In India the law may permit monitoring but asks advocate Nappinai, “Are checks and balance laws also in place?” Indeed, her question is, How free are we when technology is manipulated to spread “a chilling effect, where people are forced not to be free!” When the reins of technology are in the hands of a government imagine situations of say an Internet shutdown and we don’t know what’s happening in Kashmir (or Kerala)?

Ms Nappinai raised a hornet’s nest of questions in her talk, I must say, and left most in the audience even more shocked as it dawned on them clearly how the world as we knew it is taking a turn into the still dark, unfathomed waters of use and abuse of technology at various levels.

If you want to know more read her book “Technology Law Decoded!” From all accounts the pioneering manual offer the lowdown on cyber laws in the country and makes a case for further critical updating in the interests of data protection and security. Cybercrimes are coming up increasingly in court and young criminals are mentally evolved too when it comes to stealing and hacking…for instance there must be laws to prevent crypto currencies from being issued in something called darknet.
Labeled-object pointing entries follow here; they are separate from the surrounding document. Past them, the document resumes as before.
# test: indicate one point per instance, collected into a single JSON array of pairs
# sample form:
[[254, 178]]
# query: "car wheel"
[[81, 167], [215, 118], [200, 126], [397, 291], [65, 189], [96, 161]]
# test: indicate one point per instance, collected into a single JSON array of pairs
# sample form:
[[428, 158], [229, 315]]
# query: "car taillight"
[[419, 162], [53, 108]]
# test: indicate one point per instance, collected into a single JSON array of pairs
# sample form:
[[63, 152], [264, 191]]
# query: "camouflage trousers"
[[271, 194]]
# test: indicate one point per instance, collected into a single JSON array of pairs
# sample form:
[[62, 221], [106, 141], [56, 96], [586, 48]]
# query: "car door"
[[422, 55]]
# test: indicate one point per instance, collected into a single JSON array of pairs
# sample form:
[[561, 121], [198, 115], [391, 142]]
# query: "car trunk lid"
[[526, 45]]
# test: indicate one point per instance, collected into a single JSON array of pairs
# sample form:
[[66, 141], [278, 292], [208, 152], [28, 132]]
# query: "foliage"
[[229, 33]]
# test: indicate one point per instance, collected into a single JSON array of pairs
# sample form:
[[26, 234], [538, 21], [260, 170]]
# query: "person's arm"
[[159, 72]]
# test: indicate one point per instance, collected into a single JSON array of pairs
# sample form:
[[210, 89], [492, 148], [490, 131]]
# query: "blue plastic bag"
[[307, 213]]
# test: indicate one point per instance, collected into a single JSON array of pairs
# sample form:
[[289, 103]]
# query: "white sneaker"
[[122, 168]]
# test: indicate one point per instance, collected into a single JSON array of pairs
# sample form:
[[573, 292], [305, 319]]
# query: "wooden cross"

Our laws need upgrading to be on par with cyber laws abroad! And if Ms Nappinai NS ever comes to Goa again, do catch up with this exciting speaker extraordinaire enough to wake anyone up from complacent slumber.

Later on my way home I found myself asking myself if it would be possible to live without too much technology in life…it is too challenging, tiresome and impinges too much on quality of life, making it second rate, third rate in real value?

Hey, folk in the countries of the first world in Europe and USA have tried to shun the mod cons of technology and failed! You may throw idiot-box, computer and smart phone in the bin but homes today are packed with industrial digital products (to start the heater in bathroom, washing machine, oven, air-conditioning, etc, etc) and then when you step out in public to take a metro train to work…you need your digital smart card to get in. Life is being reduced to itsy bitsy plastic card identification and nobody is calculating how much more the disposal of such hardware will further clog up and kill Mother Earth’s life-giving environment. Do you think sooner or later we will have to choose: Technology or Mother Earth? Hell’s bells, we’re choosing technology daily, increasingly and more and more.

Think about all this and on that note my dears, it’s avjo, poiteverem, selamat datang, au revoir, arrivedecci and vachun yetta here for now!